We take the security of M.A.R.I.A. (Managing Application Risk Integrated Analysis) seriously. If you discover any security issues or vulnerabilities, please disclose them responsibly by following these steps:
-
Privately Notify Us: Please avoid publicly disclosing the issue until we have had a chance to address it. You can contact us directly via email at [email protected].
-
Provide Details: Please provide us with detailed information about the vulnerability, including:
- Steps to reproduce the issue
- Possible impact of the vulnerability
- Any suggested mitigations or fixes
-
Be Patient: We will acknowledge your report within 48 hours and will strive to keep you informed about our progress in resolving the issue.
-
Public Disclosure: We will coordinate with you regarding the timing of any public disclosure once the issue has been fully resolved.

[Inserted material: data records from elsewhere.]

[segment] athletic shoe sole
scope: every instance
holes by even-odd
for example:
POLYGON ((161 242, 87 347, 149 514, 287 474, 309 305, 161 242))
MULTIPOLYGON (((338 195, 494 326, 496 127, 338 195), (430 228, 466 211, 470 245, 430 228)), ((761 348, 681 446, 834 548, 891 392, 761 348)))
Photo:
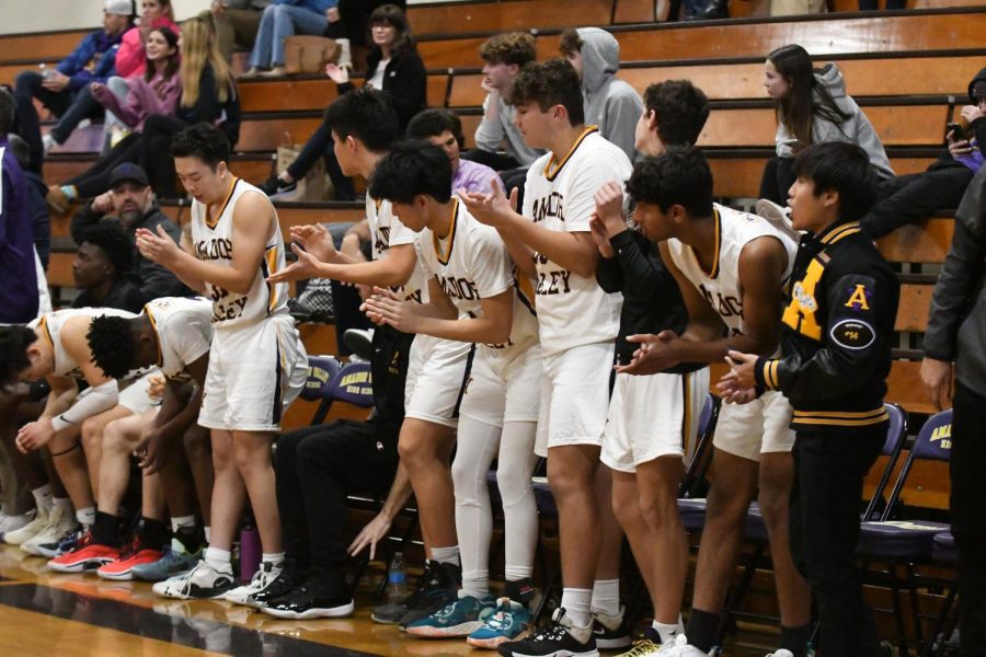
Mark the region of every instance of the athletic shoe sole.
POLYGON ((356 606, 353 604, 351 600, 348 603, 343 604, 341 607, 329 607, 329 608, 320 608, 313 607, 311 609, 306 609, 302 612, 297 611, 285 611, 282 609, 273 609, 271 607, 264 607, 263 612, 267 615, 272 615, 275 619, 290 619, 294 621, 308 621, 311 619, 341 619, 344 616, 353 615, 353 611, 356 609, 356 606))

Currently, we support the latest version of MARIA. Security fixes will generally be applied to the latest release.
| Version | Supported |
|---|---|
| 1.0.0 | ✅ |
| 0.x.x | ❌ |
- We request that you do not publicly disclose any vulnerabilities without first contacting us.
- We commit to acknowledging and responding promptly to security vulnerability reports.
- We will provide fixes or workarounds for validated security vulnerabilities in a timely manner.
For any questions or concerns regarding security, please contact us at [email protected].
We thank all security researchers and users who have helped improve the security of MARIA by reporting vulnerabilities.